The Phase 1, multicenter, dose-escalation and dose expansion study will consist of a monotherapy cohort and a combination therapy cohort to evaluate the safety, tolerability, pharmacokinetics, and pharmacodynamics of IO-202 alone and in combination with pembrolizumab, an anti-PD-1 antibody, followed by indication-specific expansion cohorts to be treated with IO-202 in combination with pembrolizumab at the recommended Phase 2 dose. Various biomarkers will be assessed to enable a mechanistic understanding of clinical data and inform future trials. This study may also provide an opportunity to identify preliminary efficacy signals.

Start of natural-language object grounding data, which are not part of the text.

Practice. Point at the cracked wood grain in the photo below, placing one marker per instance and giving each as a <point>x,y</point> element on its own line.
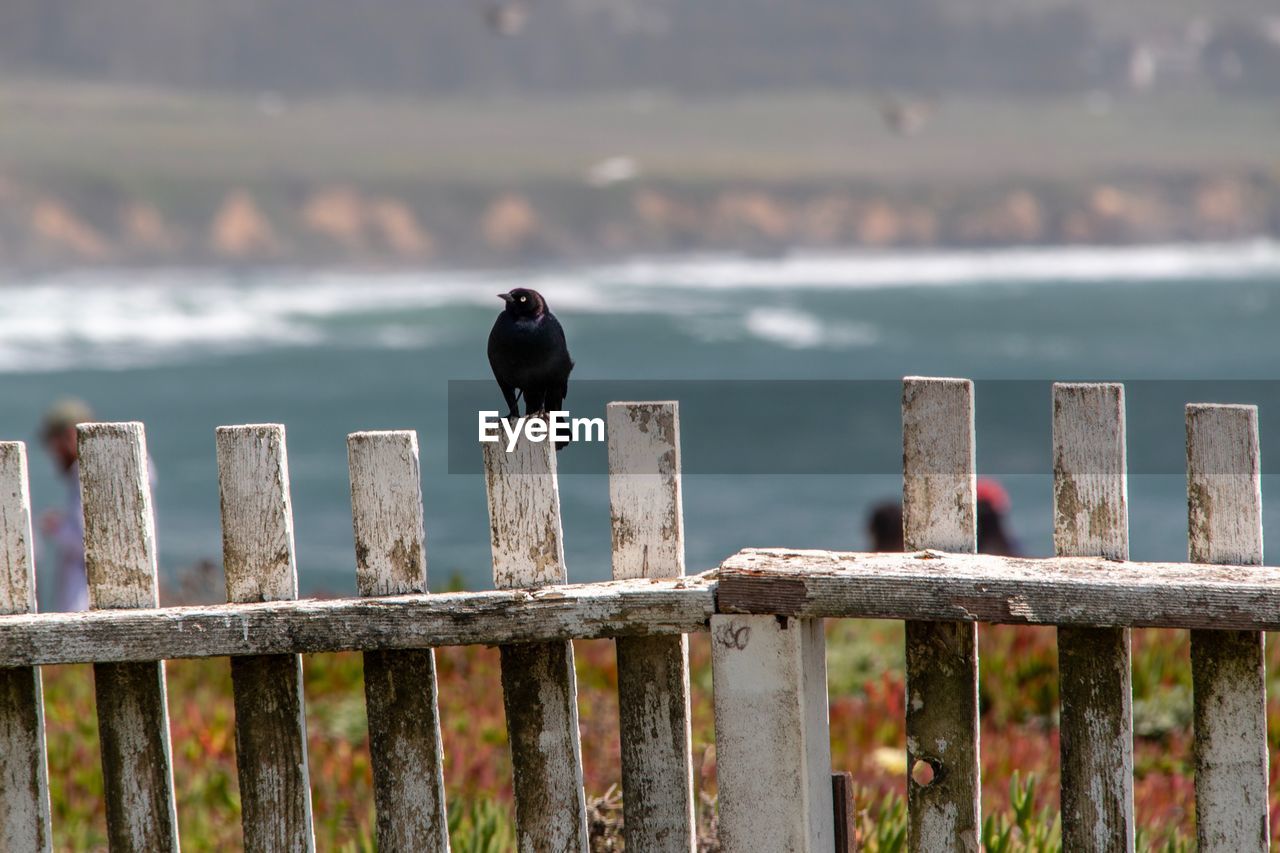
<point>938,511</point>
<point>1225,527</point>
<point>132,708</point>
<point>259,562</point>
<point>400,685</point>
<point>23,767</point>
<point>653,671</point>
<point>538,683</point>
<point>1091,518</point>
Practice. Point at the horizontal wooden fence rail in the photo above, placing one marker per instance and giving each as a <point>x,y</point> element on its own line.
<point>763,607</point>
<point>571,611</point>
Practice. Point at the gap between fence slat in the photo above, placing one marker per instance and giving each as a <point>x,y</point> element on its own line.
<point>538,682</point>
<point>1224,488</point>
<point>653,671</point>
<point>1091,518</point>
<point>259,561</point>
<point>132,707</point>
<point>400,685</point>
<point>23,766</point>
<point>938,511</point>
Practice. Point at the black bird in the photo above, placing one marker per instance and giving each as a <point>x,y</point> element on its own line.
<point>529,355</point>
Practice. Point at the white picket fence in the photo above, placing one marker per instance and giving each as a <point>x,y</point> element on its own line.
<point>763,607</point>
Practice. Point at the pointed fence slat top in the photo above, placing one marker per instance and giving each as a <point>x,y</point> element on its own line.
<point>387,512</point>
<point>524,515</point>
<point>645,502</point>
<point>1224,487</point>
<point>119,527</point>
<point>1091,498</point>
<point>257,514</point>
<point>17,556</point>
<point>938,479</point>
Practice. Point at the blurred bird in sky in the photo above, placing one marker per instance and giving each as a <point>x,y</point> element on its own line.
<point>529,354</point>
<point>506,18</point>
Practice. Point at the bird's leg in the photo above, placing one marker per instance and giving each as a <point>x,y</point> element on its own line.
<point>512,396</point>
<point>535,404</point>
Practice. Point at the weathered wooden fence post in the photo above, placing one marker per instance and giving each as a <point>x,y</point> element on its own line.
<point>132,708</point>
<point>538,682</point>
<point>653,671</point>
<point>1224,489</point>
<point>772,738</point>
<point>1091,519</point>
<point>259,562</point>
<point>400,685</point>
<point>938,511</point>
<point>23,767</point>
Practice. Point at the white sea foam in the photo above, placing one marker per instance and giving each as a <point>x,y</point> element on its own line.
<point>127,318</point>
<point>873,269</point>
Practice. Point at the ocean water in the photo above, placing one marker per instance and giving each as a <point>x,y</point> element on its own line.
<point>329,352</point>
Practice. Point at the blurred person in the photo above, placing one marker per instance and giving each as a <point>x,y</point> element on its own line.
<point>993,507</point>
<point>885,523</point>
<point>64,528</point>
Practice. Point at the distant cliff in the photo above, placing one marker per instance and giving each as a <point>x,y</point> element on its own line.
<point>350,226</point>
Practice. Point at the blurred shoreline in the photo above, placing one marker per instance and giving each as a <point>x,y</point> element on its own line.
<point>341,226</point>
<point>118,176</point>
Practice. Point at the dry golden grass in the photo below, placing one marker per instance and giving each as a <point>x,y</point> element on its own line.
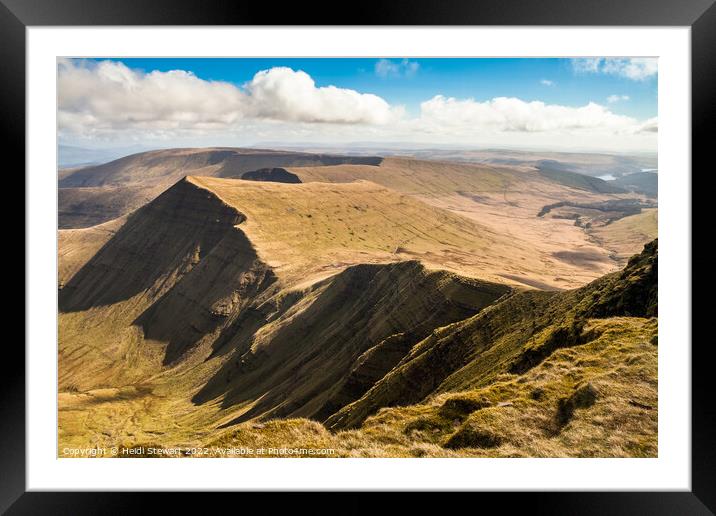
<point>505,201</point>
<point>623,236</point>
<point>516,416</point>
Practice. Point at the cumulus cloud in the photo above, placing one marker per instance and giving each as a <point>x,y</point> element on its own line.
<point>107,101</point>
<point>387,68</point>
<point>617,98</point>
<point>284,94</point>
<point>105,96</point>
<point>634,68</point>
<point>516,115</point>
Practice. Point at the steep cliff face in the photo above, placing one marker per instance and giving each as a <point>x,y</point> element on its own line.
<point>156,247</point>
<point>300,363</point>
<point>181,275</point>
<point>276,175</point>
<point>512,336</point>
<point>96,194</point>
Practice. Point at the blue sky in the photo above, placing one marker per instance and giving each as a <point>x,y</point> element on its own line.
<point>481,79</point>
<point>599,103</point>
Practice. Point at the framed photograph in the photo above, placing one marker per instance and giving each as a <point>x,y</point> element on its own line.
<point>417,250</point>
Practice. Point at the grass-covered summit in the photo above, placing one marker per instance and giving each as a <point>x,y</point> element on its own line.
<point>537,374</point>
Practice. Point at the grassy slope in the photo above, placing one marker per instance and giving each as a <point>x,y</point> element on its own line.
<point>200,291</point>
<point>577,379</point>
<point>147,400</point>
<point>622,236</point>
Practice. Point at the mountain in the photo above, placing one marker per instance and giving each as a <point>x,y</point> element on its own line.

ABOUT LILRB4 (also known as ILT3)

LILRB4, also known as ILT3, is an immune inhibitory transmembrane protein found on monocytic myeloid cells, including dendritic cells. LILRB4 inhibits antigen-presenting cell activation, resulting in immune tolerance. LILRB4 is also expressed on certain hematologic cancer cells and monocytic myeloid cells in the solid tumor microenvironment. Immune-Onc and The University of Texas published pioneering research in Nature illuminating the role of LILRB4 in immune suppression and tumor infiltration in acute myeloid leukemia (AML) and presented the rationale for targeting LILRB4 in solid tumors at the AACR (Free AACR Whitepaper) Annual Meeting 2021.

ABOUT IO-202

IO-202 is a first-in-class LILRB4 antagonist antibody with broad potential as an immunotherapy in both blood cancers and solid tumors. In hematologic malignancies, preclinical studies showed that IO-202 converts a "don’t kill me" to a "kill me" signal by activating T cell killing and converts a "don’t find me" to a "find me" signal by inhibiting infiltration of blood cancer cells. In solid tumors, preclinical data showed that IO-202 enhances dendritic cell function and T cell activation in vitro and inhibits tumor growth in a solid tumor model in vivo.

IO-202 is currently in Phase 1 clinical development for the treatment of AML and chronic myelomonocytic leukemia (CMML). The U.S. Food and Drug Administration granted IO-202 Orphan Drug Designations for treatment of AML in 2020. The company has received IND clearance to evaluate IO-202 in solid tumors in January 2022.